Asylum issues, a vote on a bilateral treaty with the European Union and the trial of a notorious extremist dominated the news headlines this week in Switzerland.

Asylum issues, a vote on a bilateral treaty with the European Union and the trial of a notorious extremist dominated the news headlines this week in Switzerland.

The justice minister, Ruth Metzler, visited Kosovo this week for talks on the planned repatriation of refugees from Switzerland. She met families who have already returned under a voluntary scheme and signed an agreement with the United Nations administration in the province.

About 30,000 people, who fled the conflict in Kosovo last year, are facing forcible repatriation from June, despite concerns by human rights groups.

The president, Adolf Ogi, this week outlined plans to invite 100 children from Bosnia-Herzegovina and Kosovo for a two-week holiday this summer. The project aims to offer some of the children worst affected by conflict a chance to recuperate in the Swiss countryside.

Ogi also made the news headlines with a two-day visit to Britain where he held talks on security and sports issues. And he met members of the royal family, including Prince Charles, in London before the heir to the throne left for a traditional skiing holiday in the Swiss resort of Klosters.

In Lausanne, a notorious Swiss fascist and Holocaust revisionist, Gaston-Armand Amaudruz, went on trial this week.

The 79-year old, considered the main spokesman of Switzerland’s fascists for many years, was charged with racial discrimination because he denied Nazi gas chambers in magazine articles. The prosecution has called for a 15 month prison sentence, and a verdict is expected in the next few days.

There was a glimmer of hope for 3,000 employees of the telecommunications operator, Swisscom, who are facing forced redundancies.

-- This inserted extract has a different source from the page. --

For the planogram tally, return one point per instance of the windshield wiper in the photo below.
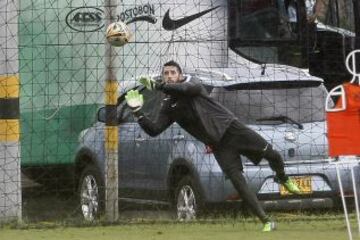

The government, as the majority shareholder, said Swisscom had an obligation to try to find solutions compatible with its mandate. The cabinet also announced extra measures to help employees affected by the planned job cuts.

This week, it was the turn of the main employers organisation, a farmers lobby group and the 26 cantons to take a stance on Switzerland’s bilateral treaties with the European Union. Like the government, parliament and the trade unions before, they all recommended approval of the accord. Only far-right political parties oppose it.

And as the build-up to the May vote continues, the figurehead of the right-wing People’s Party, Christoph Blocher, kept up his campaign against rivals from within his own party and from other groups. Blocher attacked what he says are totalitarian tendencies in Switzerland’s political system and state intervention in private ownership.